Упражнения - Иэн Макьюэн
Шрифт:
Интервал:
Закладка:
Он обсудил эту ситуацию с Дафной. Ее мнение всегда оставалось неизменным.
– Да будь она хоть вторым Шекспиром, господи ты боже мой! Но она должна написать своему сыну.
И два вечера назад:
– Ей надо дать хороший поджопник!
Новая женщина хотела вытравить дух прежней? Нет, дело было не только в этом. Но в гневных выплесках Дафны просматривалась определенная симметрия. Не так давно она называла Питера не иначе как «долболобом» – словом, которое ей явно доставляло удовольствие.

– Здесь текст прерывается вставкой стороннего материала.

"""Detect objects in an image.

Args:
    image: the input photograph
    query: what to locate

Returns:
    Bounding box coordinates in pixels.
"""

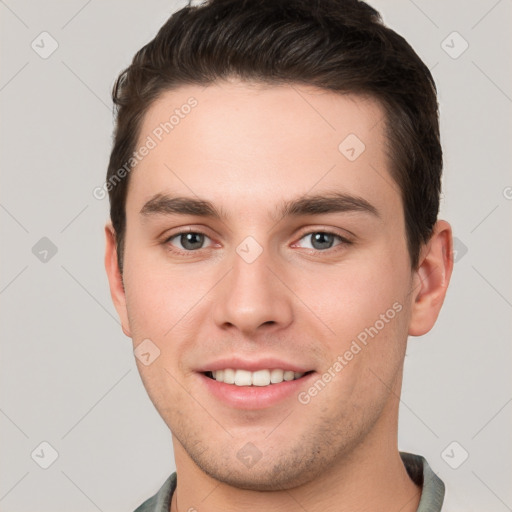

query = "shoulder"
[134,473,176,512]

Дафна, может быть, и была права насчет символического удара Алисе под зад, но это ничем помочь не могло, не уставал уверять ее Роланд. Его обида на бывшую жену оказалась загнана в подвал его мыслей, где вступила в противоборство с его восхищением ее прозой. Совсем другое дело – Лоуренс. Тут дело было сложнее. Он наконец узнал главное: мама знаменита и живет не так-то и далеко, в знакомой ему Германии, но не хочет с ним знаться. И что же делать? Наверное, все же было ошибкой показывать сыну все эти рецензии. Из них уже сложилась стопка толщиной сантиметров в пятнадцать. Все вырезки, которые ему присылал Рюдигер, он прочитывал и складывал в папку. Он был заинтригован ее внезапной славой.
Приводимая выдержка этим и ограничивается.